Traduction(s) : English

(!) ?Discussion


Au départ, Unix était basé sur des blocs basiques et simples en même temps puissants et flexibles. Les éléments de base d'un système Unix sont les fichiers, les processus et les données. Idéalement les programmes sont petits, de simples outils pour faire une seule chose mais le faire bien. Plusieurs programmes peuvent travailler comme un pipeline (tube). Ils lisent les données à la fin d'un tube, et écrivent sur un autre (stdin et stdout, mais cela peut être aussi stderr qui est généralement la sortie d'erreur).

Par travail de différents programmes ensemble, il est possible de construire des outils complexes simplement et rapidement, sans problème de complexité. Les programmes tendent à être très modulaires sous Unix.

Bien que ces principes n'ont pas étaient particulièrement suivis dans les 30 années qui ont suivis la sortie d'Unix, les principes fondamentaux reste au cœur des Unix modernes et des clones ou systèmes dérivés comme les systèmes ?BSD et GNU/Linux. Cette philosophie modulaire peut clairement être vue dans les programmes et les sous-systèmes de ces systèmes d'exploitation.

Encore une fois : « Avec un petit programme qui effectue une tâche et une seule, mais qui le fait bien et efficacement, être utilisé par l'utilisateur (qui peut être l'administrateur) pour être combiné avec d'autres pour effectuer pour accomplir une tâche plus complexe. »

L' administration système sous Unix est généralement effectué par des manipulations matériels, manipuler le système de fichier grâce à des commandes comme (chmod, chown, mount, etc.), l'installation de logiciel et de mises à jour, ou, le plus important, écrire et éditer (avec un éditeur de text) des scripts et de fichiers de configuration. Le travail effectué par un script shell, donne beaucoup de contrôle à l'administrateur sur le système. Les programmeurs Unix ont des programmes qui lisent des fichiers de configuration (en fait la plupart implémentent un langage de script) pour donner le maximum de contrôle à l'administrateur pour manipuler les possibilités d'un logiciel. Parfois les vendeurs (ou les vieux administrateurs) propose un menu d'administration système ou une interface graphique dans le but de simplifier les différentes tâches, mais la « voie Unix » est d'avoir de petits fichiers édités et de petits programmes lancés. Étant donné que la simplification ne peut couvrir toutes les subtilités (il est impossible d'écrire des programmes réels par bouton poussoir) les administrateurs ont toujours besoin de savoir ce qui se passe dans l'arrière-plan.

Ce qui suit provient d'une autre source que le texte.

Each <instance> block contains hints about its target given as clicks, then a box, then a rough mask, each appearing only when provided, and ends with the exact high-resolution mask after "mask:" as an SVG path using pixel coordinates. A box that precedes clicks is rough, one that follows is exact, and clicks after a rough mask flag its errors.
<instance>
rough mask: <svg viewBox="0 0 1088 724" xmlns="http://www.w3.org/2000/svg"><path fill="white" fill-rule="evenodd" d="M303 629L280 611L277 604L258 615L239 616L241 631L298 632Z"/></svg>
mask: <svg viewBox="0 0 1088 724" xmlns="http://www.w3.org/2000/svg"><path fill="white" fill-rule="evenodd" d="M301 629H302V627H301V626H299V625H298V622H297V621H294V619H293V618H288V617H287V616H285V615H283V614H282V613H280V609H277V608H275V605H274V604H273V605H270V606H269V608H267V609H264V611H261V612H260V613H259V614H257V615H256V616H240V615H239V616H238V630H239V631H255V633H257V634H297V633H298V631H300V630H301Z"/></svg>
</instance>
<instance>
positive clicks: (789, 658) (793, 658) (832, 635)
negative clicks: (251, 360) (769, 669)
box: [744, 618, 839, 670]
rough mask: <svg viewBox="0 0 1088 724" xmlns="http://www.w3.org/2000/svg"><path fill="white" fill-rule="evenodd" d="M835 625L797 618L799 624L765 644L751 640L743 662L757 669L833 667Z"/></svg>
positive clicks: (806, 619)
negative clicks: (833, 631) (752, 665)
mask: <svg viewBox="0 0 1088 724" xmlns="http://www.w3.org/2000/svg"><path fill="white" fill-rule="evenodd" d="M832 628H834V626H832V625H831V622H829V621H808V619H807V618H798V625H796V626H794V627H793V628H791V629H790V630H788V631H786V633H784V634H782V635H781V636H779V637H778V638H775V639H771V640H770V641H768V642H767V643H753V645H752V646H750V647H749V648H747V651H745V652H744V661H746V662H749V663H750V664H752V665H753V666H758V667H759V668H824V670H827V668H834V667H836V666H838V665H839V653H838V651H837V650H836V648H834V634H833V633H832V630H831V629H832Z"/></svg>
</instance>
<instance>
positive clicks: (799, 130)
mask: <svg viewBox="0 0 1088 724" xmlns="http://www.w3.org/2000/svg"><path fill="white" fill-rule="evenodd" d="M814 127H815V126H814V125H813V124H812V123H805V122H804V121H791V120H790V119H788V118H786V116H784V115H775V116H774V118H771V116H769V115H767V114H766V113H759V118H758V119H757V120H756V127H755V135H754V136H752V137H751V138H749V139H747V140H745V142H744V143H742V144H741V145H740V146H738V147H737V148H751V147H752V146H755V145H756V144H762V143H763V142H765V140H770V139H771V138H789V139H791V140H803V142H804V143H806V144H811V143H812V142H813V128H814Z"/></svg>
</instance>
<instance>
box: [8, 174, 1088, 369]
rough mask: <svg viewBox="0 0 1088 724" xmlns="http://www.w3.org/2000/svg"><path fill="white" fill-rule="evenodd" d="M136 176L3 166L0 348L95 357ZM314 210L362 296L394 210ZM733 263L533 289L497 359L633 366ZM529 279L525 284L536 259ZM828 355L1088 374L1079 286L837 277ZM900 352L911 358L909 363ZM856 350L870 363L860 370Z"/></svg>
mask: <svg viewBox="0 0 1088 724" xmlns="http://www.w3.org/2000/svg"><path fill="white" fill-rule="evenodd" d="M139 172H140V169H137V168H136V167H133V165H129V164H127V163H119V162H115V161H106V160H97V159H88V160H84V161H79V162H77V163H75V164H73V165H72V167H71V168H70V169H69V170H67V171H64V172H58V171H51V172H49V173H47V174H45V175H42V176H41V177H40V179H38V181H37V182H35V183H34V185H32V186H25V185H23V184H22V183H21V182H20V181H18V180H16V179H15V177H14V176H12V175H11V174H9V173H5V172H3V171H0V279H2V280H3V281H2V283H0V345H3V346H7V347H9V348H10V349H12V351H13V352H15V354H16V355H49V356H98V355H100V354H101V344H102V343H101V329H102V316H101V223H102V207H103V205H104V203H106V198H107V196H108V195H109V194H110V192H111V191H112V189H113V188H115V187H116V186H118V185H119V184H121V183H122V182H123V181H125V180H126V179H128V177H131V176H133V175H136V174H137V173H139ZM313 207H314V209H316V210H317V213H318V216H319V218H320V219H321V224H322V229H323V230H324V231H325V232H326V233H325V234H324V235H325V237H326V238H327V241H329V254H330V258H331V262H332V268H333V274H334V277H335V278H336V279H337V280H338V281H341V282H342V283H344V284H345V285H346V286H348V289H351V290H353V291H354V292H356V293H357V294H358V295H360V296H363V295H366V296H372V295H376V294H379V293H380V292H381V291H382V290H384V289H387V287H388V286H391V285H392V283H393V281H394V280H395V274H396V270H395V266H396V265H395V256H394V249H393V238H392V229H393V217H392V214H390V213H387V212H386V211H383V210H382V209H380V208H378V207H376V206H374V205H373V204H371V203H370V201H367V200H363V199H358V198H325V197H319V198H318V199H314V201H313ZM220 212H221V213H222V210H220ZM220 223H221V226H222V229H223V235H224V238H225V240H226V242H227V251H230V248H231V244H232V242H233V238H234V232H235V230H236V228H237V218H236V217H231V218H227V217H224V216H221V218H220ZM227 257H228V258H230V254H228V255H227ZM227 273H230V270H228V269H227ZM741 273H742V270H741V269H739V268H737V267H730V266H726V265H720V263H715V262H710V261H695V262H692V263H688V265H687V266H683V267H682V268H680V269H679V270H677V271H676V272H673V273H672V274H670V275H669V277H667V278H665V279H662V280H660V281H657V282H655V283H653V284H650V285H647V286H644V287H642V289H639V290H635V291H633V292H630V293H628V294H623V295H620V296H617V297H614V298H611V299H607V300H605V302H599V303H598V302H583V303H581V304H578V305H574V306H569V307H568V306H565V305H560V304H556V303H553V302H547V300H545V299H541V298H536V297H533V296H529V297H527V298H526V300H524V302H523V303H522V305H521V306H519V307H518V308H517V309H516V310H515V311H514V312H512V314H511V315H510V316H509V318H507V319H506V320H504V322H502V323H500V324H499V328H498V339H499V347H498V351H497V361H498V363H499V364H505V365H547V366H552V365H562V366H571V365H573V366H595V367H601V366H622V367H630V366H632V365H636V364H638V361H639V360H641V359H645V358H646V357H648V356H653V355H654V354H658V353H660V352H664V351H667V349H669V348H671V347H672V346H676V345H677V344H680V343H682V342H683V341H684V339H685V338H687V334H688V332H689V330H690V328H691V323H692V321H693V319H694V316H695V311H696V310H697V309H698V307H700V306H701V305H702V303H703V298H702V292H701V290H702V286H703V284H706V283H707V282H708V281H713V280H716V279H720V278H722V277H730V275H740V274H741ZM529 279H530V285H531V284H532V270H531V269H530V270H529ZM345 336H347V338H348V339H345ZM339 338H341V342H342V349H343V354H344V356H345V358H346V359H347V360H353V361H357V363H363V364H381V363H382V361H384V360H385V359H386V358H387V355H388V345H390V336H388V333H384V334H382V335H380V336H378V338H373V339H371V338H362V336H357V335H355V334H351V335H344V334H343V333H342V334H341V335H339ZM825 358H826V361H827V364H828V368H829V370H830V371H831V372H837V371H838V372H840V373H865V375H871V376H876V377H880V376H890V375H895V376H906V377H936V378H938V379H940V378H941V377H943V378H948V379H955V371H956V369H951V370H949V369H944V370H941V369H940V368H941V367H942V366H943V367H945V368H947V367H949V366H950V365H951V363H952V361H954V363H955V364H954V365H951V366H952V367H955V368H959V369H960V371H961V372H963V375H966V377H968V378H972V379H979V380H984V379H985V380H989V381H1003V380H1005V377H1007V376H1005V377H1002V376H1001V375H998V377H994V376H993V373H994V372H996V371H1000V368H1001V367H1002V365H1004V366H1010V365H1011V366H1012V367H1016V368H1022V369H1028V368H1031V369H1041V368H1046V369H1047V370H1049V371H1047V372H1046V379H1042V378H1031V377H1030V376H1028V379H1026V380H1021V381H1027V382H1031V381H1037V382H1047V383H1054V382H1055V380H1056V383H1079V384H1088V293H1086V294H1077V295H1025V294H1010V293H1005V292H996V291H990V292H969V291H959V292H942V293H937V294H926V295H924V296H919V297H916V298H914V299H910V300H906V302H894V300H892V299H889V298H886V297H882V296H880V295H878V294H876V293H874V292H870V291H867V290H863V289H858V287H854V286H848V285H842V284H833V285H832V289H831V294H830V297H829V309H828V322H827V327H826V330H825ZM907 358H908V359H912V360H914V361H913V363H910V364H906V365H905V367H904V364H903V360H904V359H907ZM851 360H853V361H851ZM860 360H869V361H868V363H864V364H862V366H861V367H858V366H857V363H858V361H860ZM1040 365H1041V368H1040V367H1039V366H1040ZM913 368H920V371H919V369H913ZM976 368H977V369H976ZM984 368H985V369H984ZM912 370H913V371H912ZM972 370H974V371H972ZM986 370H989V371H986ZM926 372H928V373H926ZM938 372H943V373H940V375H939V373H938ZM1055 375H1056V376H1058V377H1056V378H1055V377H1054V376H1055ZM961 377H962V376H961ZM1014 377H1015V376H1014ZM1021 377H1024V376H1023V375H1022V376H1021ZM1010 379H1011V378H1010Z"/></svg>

Le concept de «complexité superficielle» s'applique ici.

System V vs. BSD

La plupart des systèmes Unix peuvent être placés dans la continuité de System V ou BSD. Les systèmes BSD ont tendance à suivre de près à la Voie Unix comme décrit ci-dessus. Ils sont particulièrement adaptés pour ceux qui souhaitent avoir un contrôle total de chaque paquetage. System V est plus orienté vers l'entreprise et est conçut avec des interfaces et des sous-systèmes plus pratique dans ce sens. En particulier, Système V est plus susceptible d'avoir des moyens pour intégrer des logiciels tiers sans grandes difficultés d'administration. Un exemple simple est les script d'initialisation du système au démarrage. Les système BSD tendent à avoir un petit nombre de scripts qui sont maintenu par l'administrateur, la voie Système V, sans contradiction avec la voie Unix, permet à des logiciels de s'installer avec moins de risque d'erreur.